A "mother lode" of fossils have been found that could shed new light on primate evolution.
The story of human evolution may be completely rewritten based on some fossils discovered in China.
Scientists had thought that our primate ancestors evolved in Africa over millions of years before crossing continents to the places where we are today, according to a University of Kansas statement.
But a discovery in the 1990s in China of the fossil of a small monkey-like creature about 10 million years older than anything found in Africa suggested that ancestors of apes may have lived in Asia before moving.
Now, researchers are starting to put together the puzzle, and have published their findings in the journal Science based on a huge cache of fossils from 10 perviously unkonw species found in the Yunna province in China. This new evidence indicates our primate ancestors evolved in Asia and then sailed across a sea to Africa, and then they became extinct on their home continent because of climate change as the newly established African primates evolved.
It’s a little bit difficult to figure out how they made that crossing, considering monkeys don’t swim.

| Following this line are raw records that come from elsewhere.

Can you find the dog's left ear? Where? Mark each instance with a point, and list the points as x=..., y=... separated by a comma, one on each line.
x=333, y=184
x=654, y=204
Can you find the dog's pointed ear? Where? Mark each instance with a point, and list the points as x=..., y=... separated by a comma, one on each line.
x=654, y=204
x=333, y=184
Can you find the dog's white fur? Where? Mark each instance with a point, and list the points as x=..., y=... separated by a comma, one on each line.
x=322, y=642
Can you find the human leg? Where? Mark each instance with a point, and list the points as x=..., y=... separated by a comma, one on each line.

They likely sailed on rafts made of trees, scientists think.
“This has always been an enigma,” K. Christopher Beard, senior curator at the University of Kansas’ Biodiversity Institute and co-author of the report, said in the statement. “We had a lot of evidence previously that the earliest anthropoids originated in Asia. At some point, later in the Eocene, these Asian anthropoids got to Africa and started to diversify there. At some point, the geographic focal point of anthropoid evolution — monkeys, apes and humans — shifted from Asia to Africa. But we never understood when and why. Now, we know. The Eocene-Oligocene climate crisis virtually wiped out Asian anthropoids, so the only place they could evolve to become later monkeys, apes and humans was Africa.”